I wasn’t hating myself about the abandonment of my art.
This was a wholly unique feeling. I’d gotten so used to the low-simmering disappointment with myself over drifting away from this craft that to not feel it was a little like the first time I shaved my head and stepped outside on a windy day. What a refreshing absence.
Suffice to say, much of the book resonated with me, and maybe I can find more to say about it sometime. For now it’s enough to say that I wanted to return to the site here, not out of a sense that I *had* to, or that I needed to try to *recapture* what it once was, or to do so with any sort of goal in mind at all. I could’ve started a new one, but I figure, for better or worse, that this, too — even this sporadic period of barely anything over the past several years — is a part of the journey that this website is all about. And maybe I’ll turn it into a regular practice, and maybe I won’t. Tonight, at least, it feels nice to let my fingers dance on the keys, to spray these words onto the void of the blank page, to not worry about WHAT IT MEANS or whether it’s THE START OF SOMETHING NEW or whether it MEASURES UP TO WHAT I USED TO DO. Comparison is the thief of joy, etc, etc.

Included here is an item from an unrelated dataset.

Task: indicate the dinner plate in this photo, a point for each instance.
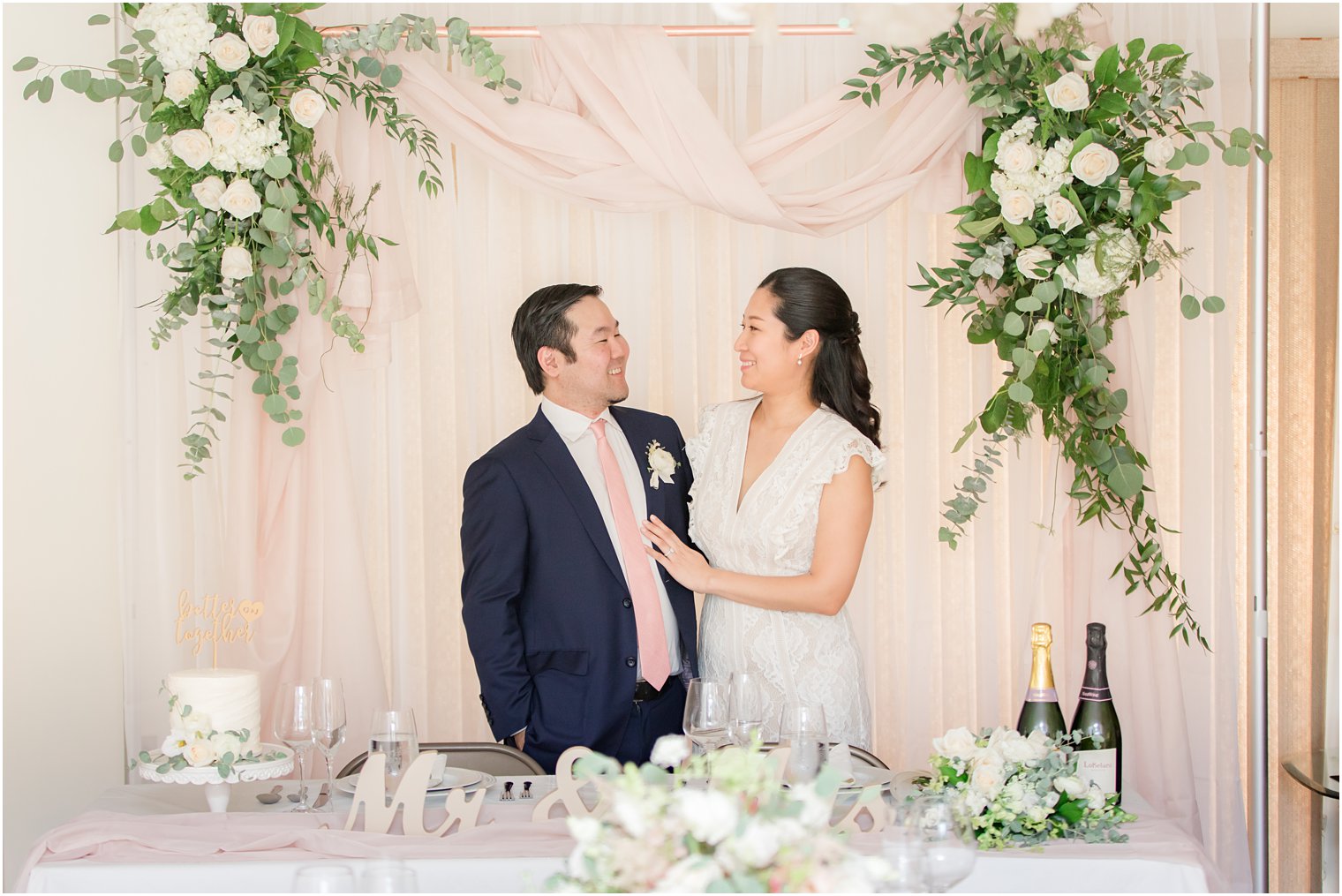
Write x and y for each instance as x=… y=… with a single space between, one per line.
x=453 y=779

Tonight, at least, it feels good to open the spigot on my brain and let the thoughts drip out.
Tonight, at least, I’m here.
But…
There’s something else, too.
In “Big Magic,” one of the things that clicked with me was when Gilbert said you should treat your art like a new relationship. You spend your time thinking about it. You keep it secret from people, because you’re not sure about it yet. You sneak away to send it a quick message — to get a few more words down.
I may have (perhaps foolishly) started on a new project. I’ve written two and a half scenes so far, and y’know, it’s fun. I don’t know if it works yet, or if I’ll like it even if it grows up into a full-fledged thing, but I can fall off that bridge when I get to it.
But that’s not the thing. The thing is: I told my wife about it. Sheepishly. Ashamedly. Too early, to be sure. The concept is barely formed, the clay still damp and lumpy. “It’s probably dumb,” I think I said. “I dunno if I can do it,” I KNOW I said. “But I’m gonna try it.”
“Really?” She said, with something like a smile.
“Yeah, but who knows if I’ll finish it.”
She thought for a second. “I like it when you write.”
At least, I think that’s what she might have said. As I mentioned above, I don’t remember things so well. (My hearing isn’t great either, while we’re on the subject.) It’s possible she said “I like you when you write.” Or maybe it was just “I like when you write.”
Thing is: I also like when I write.
I forget that too often and too easily. If nothing else, I’m going to try to remember THAT.